For me appreciating the Quran creates the same psychological experience as appreciating beauty, natural or man-made.

This Quran, in pointing to God, is a universe that speaks. And this universe, in pointing to God, is a silent Quran.3

Many Western hippies have visited Fez, Morocco in their seeking of meaning in life. While Morocco has much beauty to offer, meaning that it helps travelers come face-to-face with the all-seeing subject that looks back at us, judges us and offers us forgiveness as we try to judge beauty, the same experience can be had for much cheaper at home by looking at the architecture of most churches and their surrounding scenery.

Moroccan pottery.

Beautiful art, whether Islamic or Christian, points to God. The experience of beauty, whether in Fez or in the English countryside, is one and the same. Both point to God and make moral demands on us, promising us salvation in return for piety.

The problem with Fez and Turkey’s many tourist attractions is that beauty is devoid of moral teaching, therefore while a lover of beauty is elevated by it and motivated to seek God, if they do not go through with this seeking (through religion or at least through the effort of direct communion with God without religion), they end up as moral failures who never reach what they seek.

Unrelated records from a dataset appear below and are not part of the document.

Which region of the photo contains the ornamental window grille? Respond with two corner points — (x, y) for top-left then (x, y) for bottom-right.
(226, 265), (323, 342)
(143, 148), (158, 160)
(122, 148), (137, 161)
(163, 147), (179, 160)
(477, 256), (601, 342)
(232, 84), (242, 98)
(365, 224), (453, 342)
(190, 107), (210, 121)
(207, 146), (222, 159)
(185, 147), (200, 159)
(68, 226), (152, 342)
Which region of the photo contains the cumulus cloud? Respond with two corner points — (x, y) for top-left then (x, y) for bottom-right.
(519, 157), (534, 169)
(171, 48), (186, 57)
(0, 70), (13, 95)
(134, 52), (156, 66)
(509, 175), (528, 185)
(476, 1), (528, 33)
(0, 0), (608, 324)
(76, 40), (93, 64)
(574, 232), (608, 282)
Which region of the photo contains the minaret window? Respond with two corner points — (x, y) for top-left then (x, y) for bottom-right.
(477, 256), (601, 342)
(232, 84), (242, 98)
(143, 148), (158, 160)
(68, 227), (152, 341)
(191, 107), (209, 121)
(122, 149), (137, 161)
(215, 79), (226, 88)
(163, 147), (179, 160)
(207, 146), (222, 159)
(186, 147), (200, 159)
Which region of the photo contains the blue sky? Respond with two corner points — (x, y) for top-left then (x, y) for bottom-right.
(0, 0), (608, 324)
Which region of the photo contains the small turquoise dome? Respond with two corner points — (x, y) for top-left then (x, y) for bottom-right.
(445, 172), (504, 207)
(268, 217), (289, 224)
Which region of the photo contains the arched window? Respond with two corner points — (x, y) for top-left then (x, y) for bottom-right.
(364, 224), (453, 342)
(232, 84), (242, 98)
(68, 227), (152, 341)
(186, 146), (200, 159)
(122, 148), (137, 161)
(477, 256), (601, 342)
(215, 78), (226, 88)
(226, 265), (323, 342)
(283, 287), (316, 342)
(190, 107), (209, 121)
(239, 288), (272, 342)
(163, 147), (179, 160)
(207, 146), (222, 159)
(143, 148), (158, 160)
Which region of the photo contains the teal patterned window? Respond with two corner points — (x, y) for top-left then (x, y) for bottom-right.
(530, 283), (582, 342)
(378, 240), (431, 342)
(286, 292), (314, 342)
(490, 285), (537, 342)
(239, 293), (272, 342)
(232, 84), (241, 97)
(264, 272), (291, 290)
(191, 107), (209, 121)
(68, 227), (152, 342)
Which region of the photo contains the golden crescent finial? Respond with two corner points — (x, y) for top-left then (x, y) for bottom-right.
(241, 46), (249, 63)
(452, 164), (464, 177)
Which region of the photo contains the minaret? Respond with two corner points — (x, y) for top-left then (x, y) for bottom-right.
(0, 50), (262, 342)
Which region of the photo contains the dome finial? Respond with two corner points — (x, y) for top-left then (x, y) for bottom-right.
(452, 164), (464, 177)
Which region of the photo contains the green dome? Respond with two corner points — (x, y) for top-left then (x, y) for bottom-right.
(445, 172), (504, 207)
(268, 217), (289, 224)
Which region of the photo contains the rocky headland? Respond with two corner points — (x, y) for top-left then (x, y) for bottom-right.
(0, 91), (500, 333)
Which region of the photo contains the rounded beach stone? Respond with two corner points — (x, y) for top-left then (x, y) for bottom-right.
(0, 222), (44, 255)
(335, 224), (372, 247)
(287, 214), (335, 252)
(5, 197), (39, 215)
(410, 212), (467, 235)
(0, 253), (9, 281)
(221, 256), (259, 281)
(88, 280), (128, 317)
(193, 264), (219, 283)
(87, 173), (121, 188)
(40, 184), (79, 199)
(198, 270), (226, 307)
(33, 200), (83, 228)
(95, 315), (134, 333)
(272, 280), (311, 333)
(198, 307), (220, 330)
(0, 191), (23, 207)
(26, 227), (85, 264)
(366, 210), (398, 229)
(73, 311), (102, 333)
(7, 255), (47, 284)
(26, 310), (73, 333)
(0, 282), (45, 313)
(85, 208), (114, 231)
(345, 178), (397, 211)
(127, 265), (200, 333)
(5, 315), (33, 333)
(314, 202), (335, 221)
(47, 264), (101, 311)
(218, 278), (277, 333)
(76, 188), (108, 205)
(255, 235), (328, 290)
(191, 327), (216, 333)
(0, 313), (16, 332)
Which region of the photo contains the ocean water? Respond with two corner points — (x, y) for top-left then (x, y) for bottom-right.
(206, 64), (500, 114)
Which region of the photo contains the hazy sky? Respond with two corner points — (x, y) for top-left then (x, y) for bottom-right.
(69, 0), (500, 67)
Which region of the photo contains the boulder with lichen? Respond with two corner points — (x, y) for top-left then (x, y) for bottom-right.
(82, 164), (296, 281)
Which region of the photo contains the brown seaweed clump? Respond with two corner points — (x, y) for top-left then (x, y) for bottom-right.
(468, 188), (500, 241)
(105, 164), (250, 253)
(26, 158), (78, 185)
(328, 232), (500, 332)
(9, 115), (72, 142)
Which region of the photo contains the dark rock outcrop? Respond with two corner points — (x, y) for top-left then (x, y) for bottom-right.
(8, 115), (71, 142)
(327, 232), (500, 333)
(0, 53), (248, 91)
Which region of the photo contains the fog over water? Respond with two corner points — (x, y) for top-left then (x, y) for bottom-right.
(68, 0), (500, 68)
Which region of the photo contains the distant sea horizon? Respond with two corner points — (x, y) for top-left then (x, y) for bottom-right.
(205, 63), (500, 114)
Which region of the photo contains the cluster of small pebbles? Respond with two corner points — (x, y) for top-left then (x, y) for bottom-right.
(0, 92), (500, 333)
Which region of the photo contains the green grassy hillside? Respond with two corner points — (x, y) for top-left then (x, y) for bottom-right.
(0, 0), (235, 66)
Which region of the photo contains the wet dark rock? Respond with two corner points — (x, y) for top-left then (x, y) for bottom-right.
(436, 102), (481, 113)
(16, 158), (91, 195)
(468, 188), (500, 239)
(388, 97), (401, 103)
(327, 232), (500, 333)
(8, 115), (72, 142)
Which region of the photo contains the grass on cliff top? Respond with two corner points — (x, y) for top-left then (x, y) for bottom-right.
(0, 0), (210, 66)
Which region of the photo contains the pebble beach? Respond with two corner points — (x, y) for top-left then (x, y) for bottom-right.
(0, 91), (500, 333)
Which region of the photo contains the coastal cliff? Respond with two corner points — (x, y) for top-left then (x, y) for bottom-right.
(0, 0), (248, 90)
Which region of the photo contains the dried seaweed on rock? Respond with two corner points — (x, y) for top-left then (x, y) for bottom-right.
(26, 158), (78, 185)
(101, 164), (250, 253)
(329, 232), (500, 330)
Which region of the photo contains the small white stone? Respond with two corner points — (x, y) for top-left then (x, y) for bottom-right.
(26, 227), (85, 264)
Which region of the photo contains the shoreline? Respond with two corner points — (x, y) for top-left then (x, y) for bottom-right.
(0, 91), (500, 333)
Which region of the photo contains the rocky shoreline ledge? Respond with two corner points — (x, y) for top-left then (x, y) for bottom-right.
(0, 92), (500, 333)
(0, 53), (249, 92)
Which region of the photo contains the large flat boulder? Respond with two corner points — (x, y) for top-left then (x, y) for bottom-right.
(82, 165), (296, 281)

They admire God through beauty but are too cowardly to talk to Him face-to-face.

I have met some of these unfortunate seekers who never become finders. The fact that you can experience the moral uplift of beauty means that you are capable of contemplating God’s face and communicating with Him. But there is a next step you have to take, which is to seek moral guidance. You can experience God, but Your God can speak, so why don’t you listen to what He has to say?

Most mysticism ends in narcissism. Rumi’s poetry, Morocco’s beauty and Gothic architecture all lift us up into the stratosphere like a thousand tons of rocket fuel, but if we are content with this experience, if we seek the experience itself without bothering to listen to God, then our mysticism and spirituality becomes self-worship. We appreciate art or chant the name of God and enjoy the uplift that comes with it, but the moment God starts speaking to us we shun Him and run away, as if saying O God, give us the good feeling of being close to You, but do not make demands. You are lovely, beautiful, amazing, but stay where I put you.

The narcissistic mystic does not chase God, he chases the feeling of what it is like to be close to God. The one who chases God is eager to listen to Him, while the narcissistic mystic feels inconvenienced by His voice.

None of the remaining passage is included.